The flick became a critical darling, picking up six nominations including best picture. It won zero.
Fun fact: Art Howe criticized Philip Seymour Hoffman’s portrayal of him, but somewhat retracted his negative remarks after the actor’s passing.
A short list that should have been longer. How did these movies not get nominated?
The Bad News Bears
At the very least, the original Bad News Bears should have gotten Walter Matthau a best actor nomination. Is there a funnier performance than Matthau’s portrayal of the drunken little league coach Buttermaker? The script and direction are tight as well, and the kid acting is some of the most hilarious, natural, non-Hollywood-kid performing you will ever see. This is a movie you can throw on any time and have a laugh.
Eight Men Out
John Sayles’ absorbing account of the 1919 Black Sox scandal seems like the kind of movie that would at least snag a best screenplay nomination, but it didn’t happen. You can also make a case that John Cusack deserved a supporting actor nod for playing Buck Weaver. This one might have been a little too literary and complex for the Academy who seem to prefer treacly, simplified fables and cloying inspirational biopics when it comes to baseball fare.

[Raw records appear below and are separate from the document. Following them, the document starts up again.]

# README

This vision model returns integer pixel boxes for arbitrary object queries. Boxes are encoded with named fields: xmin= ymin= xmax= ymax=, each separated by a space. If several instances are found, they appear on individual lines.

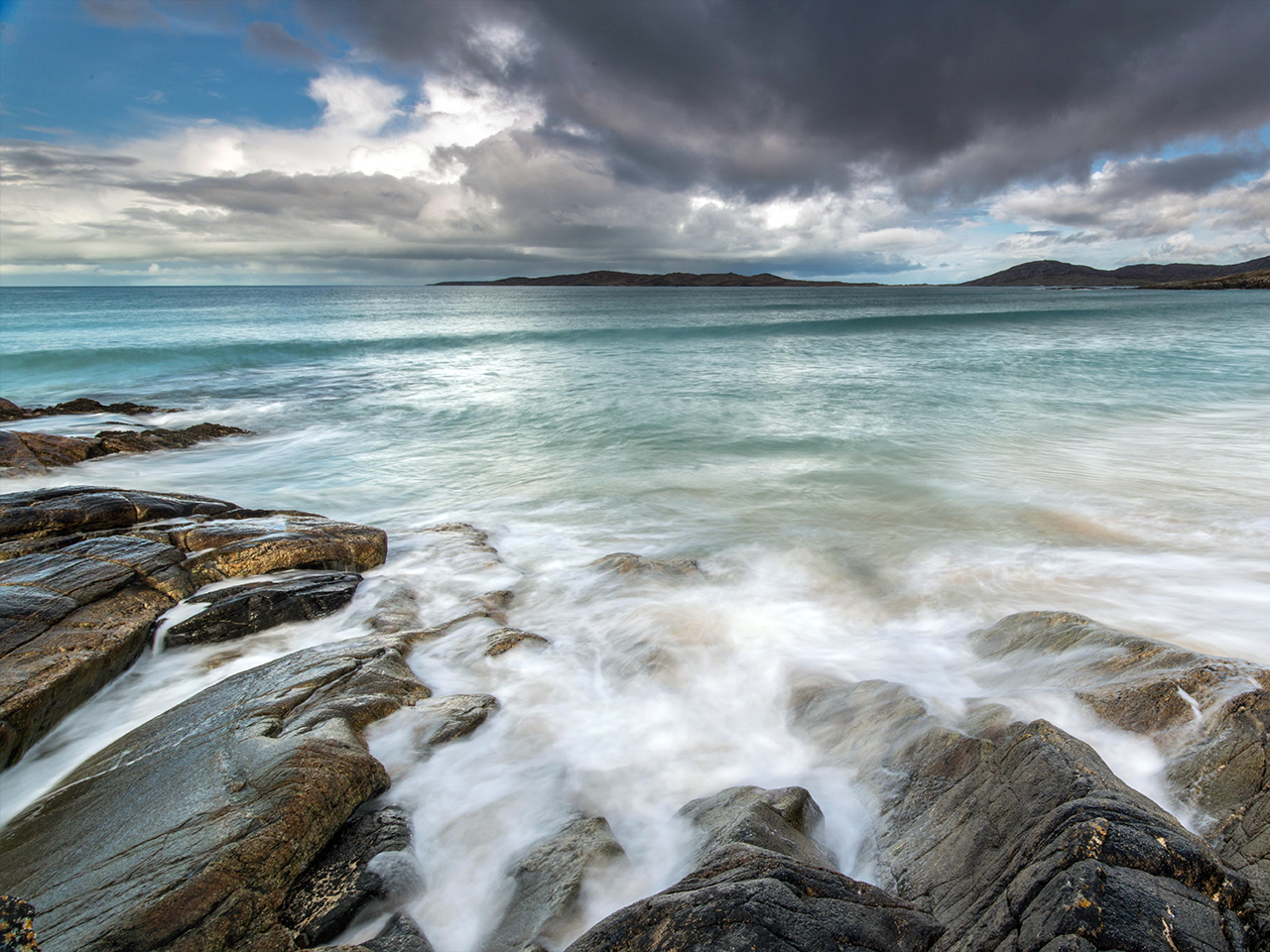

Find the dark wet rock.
xmin=0 ymin=430 xmax=49 ymax=476
xmin=0 ymin=486 xmax=239 ymax=558
xmin=970 ymin=612 xmax=1270 ymax=915
xmin=880 ymin=721 xmax=1248 ymax=952
xmin=679 ymin=787 xmax=837 ymax=870
xmin=414 ymin=694 xmax=499 ymax=756
xmin=590 ymin=552 xmax=703 ymax=579
xmin=791 ymin=675 xmax=938 ymax=775
xmin=482 ymin=629 xmax=552 ymax=657
xmin=169 ymin=516 xmax=387 ymax=584
xmin=482 ymin=816 xmax=626 ymax=952
xmin=568 ymin=845 xmax=941 ymax=952
xmin=0 ymin=422 xmax=251 ymax=475
xmin=0 ymin=398 xmax=181 ymax=420
xmin=280 ymin=806 xmax=423 ymax=947
xmin=0 ymin=486 xmax=387 ymax=768
xmin=163 ymin=572 xmax=362 ymax=648
xmin=0 ymin=898 xmax=40 ymax=952
xmin=0 ymin=536 xmax=193 ymax=768
xmin=0 ymin=636 xmax=428 ymax=952
xmin=1167 ymin=688 xmax=1270 ymax=918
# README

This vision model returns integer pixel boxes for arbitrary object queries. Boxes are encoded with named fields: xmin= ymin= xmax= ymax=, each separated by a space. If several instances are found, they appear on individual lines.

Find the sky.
xmin=0 ymin=0 xmax=1270 ymax=286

The Life and Times of Hank Greenberg
This portrait of Jewish baseball legend Hank Greenberg might be the greatest baseball documentary ever made. Like the story of Jackie Robinson, the story of Hank Greenberg has significance way beyond baseball itself. So it’s not strictly a baseball documentary, it’s a work about a significant historical figure. So why no nomination for best documentary? Dumb Academy rules. But not for those rules, this might have won the Oscar.